Dans une rue de Paris, un inconnu croit reconnaître en Joachim un soldat mort en Bosnie le 21 août 1983. Or, le 21 août 1983 est le jour même de la naissance de Joachim ! Troublé par la possibilité d’être la réincarnation de cet homme, il décide de partir pour Sarajevo avec ses amies Alice et Virginie. Dans ce pays hanté par les fantômes de la guerre, ils se lancent corps et âme sur les traces de la vie antérieure de Joachim.

Critique du film

Joachim, adossé à son balcon parisien s’adresse à la caméra terne d’Alice : il pense être la réincarnation de Zoran, soldat bosniaque décédé le jour de sa naissance. La caméra tremblotante se pose sur lui, à la recherche du moindre indice. Et si la réincarnation était bien réelle ? Aude Léa Rapin fait de son premier long-métrage de fiction un found-footage auteuriste. Les Héros Ne Meurent Jamais est un film de fantôme(s). 

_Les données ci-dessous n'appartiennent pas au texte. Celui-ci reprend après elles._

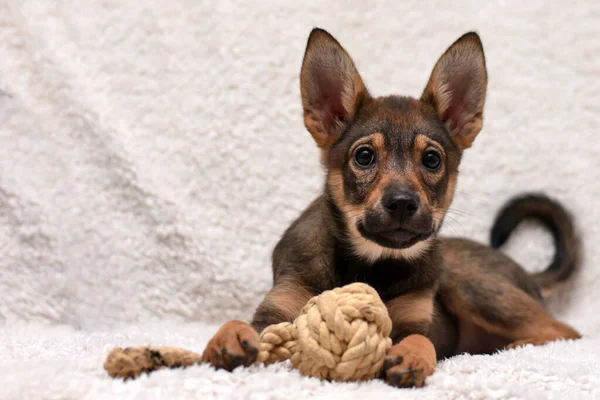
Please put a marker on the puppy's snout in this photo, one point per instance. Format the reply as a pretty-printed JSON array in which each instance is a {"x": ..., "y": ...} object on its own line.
[{"x": 402, "y": 205}]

Les Héros Ne Meurent Jamais fonctionnent sur une mise en abyme astucieuse. Le film se construit autour du making-of d’un (faux) documentaire, sur les traces de Zoran en Bosnie. Les spectateur.ice.s endossent le rôle de Paul, caméraman invisible dans le film et chef-opérateur dans la réalité (Paul Guilhaume). Alice s’improvise metteuse en scène du réel, cherchant à fabriquer son récit de toutes pièces. La caméra doit embellir le récit, à la recherche du plan parfait (enfermée dans le coffre d’une voiture pour filmer Alice et Joachim au loin, par exemple). Pourtant, elle ne s’arrête jamais de filmer, et se transforme en témoin accidentel du réel, qui éclate dans l’humanité de ces personnages. La barrière de la langue et l’inattendu constituent alors un ressort comique, accentué par le détachement un peu gauche d’Adèle Haenel et la naïveté de la monteuse son Antonia Buresi.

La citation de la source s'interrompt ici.